Grundsätzlich sei der Ansatz der Reform richtig, kommt der Mann vor Ort zum Schluss. Der Mehrwert durch die Zusammenführung der Bereiche werde im EDA erkannt und verstanden, sagt Girardin.

Horizonte erweitern

Das bestätigt auch EDA-Sprecher Alessandro Delprete. “Vor allem erlaubt es sowohl Diplomaten wie DEZA-Vertretern, ihren Horizont zu erweitern.”

Offiziell spricht man denn auch nicht von einer Reform, sondern von der besseren Ausnutzung von Synergien im Auslandnetz. “Im Moment sammeln wir Erfahrungen, die wir nachher auswerten müssen”, sagt Delprete.

Prioritäten richtig gesetzt

Der ehemalige Staatssekretär und Ex-Botschafter Edouard Brunner zeigte sich beeindruckt von der Arbeit von Bundesrätin Calmy-Rey in den vergangenen zwei Jahren. “Sie setzt die Prioritäten, wo sie gesetzt werden müssen.”
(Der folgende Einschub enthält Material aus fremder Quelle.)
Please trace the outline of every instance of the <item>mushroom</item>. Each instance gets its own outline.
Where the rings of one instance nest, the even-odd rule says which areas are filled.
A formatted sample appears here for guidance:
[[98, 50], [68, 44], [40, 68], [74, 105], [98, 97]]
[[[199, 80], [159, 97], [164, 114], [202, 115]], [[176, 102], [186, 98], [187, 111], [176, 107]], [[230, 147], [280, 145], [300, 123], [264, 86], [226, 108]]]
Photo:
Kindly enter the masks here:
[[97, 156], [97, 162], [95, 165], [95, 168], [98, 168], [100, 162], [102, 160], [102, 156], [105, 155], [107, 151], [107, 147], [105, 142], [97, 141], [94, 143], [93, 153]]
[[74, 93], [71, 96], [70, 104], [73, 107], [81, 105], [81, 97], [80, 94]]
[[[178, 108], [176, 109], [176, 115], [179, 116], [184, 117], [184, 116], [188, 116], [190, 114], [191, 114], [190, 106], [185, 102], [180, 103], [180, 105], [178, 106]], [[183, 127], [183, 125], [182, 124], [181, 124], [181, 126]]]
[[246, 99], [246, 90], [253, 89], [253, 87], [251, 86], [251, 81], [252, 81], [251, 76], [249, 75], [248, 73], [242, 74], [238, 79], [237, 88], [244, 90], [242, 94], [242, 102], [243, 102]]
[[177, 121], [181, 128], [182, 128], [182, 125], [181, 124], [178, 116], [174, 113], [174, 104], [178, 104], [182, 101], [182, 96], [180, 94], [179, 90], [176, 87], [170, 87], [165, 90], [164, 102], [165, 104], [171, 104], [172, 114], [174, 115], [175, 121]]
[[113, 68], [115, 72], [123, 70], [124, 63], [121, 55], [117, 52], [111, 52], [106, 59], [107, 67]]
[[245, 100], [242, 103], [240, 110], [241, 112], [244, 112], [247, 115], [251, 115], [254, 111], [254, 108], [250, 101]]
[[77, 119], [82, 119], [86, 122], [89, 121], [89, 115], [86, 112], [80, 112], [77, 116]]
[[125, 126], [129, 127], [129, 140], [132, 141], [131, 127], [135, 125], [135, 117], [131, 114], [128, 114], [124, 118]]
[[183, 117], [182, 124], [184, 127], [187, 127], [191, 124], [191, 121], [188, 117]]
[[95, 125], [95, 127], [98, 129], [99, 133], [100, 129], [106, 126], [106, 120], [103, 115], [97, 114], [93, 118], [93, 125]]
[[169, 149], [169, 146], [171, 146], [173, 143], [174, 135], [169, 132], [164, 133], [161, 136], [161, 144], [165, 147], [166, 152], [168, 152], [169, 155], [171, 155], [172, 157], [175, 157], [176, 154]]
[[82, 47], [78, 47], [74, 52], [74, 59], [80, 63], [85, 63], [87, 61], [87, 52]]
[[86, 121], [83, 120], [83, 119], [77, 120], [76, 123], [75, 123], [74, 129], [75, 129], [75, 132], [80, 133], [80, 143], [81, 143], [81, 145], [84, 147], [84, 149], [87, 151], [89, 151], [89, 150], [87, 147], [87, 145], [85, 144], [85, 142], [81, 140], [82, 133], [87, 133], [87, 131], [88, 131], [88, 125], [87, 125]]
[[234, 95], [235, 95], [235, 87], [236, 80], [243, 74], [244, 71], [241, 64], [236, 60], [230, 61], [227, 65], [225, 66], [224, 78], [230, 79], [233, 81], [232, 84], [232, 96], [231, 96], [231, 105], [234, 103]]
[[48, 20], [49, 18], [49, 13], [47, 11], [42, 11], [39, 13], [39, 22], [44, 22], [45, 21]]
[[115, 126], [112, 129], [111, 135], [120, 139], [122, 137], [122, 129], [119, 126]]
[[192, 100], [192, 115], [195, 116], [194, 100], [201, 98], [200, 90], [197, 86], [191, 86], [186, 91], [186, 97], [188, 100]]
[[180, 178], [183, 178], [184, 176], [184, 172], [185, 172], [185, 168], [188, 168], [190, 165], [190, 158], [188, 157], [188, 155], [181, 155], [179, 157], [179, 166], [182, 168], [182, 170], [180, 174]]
Die klassische, bilaterale Diplomatie habe zugunsten des multilateralen Ansatzes an Terrain verloren, sagte Brunner. Parallel dazu habe die Entwicklungs-Zusammenarbeit ihre Wichtigkeit in der Schweizer Politik beibehalten.

“Um Einsparungen zu ermöglichen und Doppelbesetzungen zu verhindern, kam man auf die Zusammenführung. Das war keine Negativ-Wahl. Aber sie gilt nicht für alle Länder”, sagt Brunner. “In Ländern wie Frankreich, Italien oder Deutschland etwa hat die DEZA nichts zu sagen – sie ist ganz einfach nicht dort.”

swissinfo, Pierre-François Besson
(Aus dem Französischen von Philippe Kropf)

Das Netz der Schweiz im Ausland:

93 Botschaften
12 Missionen
46 Konsulate und General-Konsulate
5 Verbindungsbüros
57 Büros für Zusammenarbeit und humanitäre Hilfe
153 Honorar-Konsulate

Jährlich kommen die Schweizer Botschafter in Bern zur Botschafterkonferenz zusammen.

Dieses Jahr nehmen rund 100 Botschafterinnen und Botschafter oderGeschäftsträger sowie 30 Leiterinnen und Leiter von Koordinationsbüros der Direktion für Entwicklung und Zusammenarbeit (DEZA) teil.

Das Budget des EDA beträgt dieses Jahr 1,875 Mrd. Franken, 1,243 Mrd. davon für die DEZA.

Die Gelder für die Hilfe an Osteuropa werden sukzessive gekürzt: Um 33 Mio. im Jahr 2005, um 57 Mio. 2006, um 81 Mio. 2007 und um 66 Mio. 2008.

Zwischen 2006 und 2008 muss das EDA durch Aufgaben-Abbau weitere 16,6 Mio. sparen.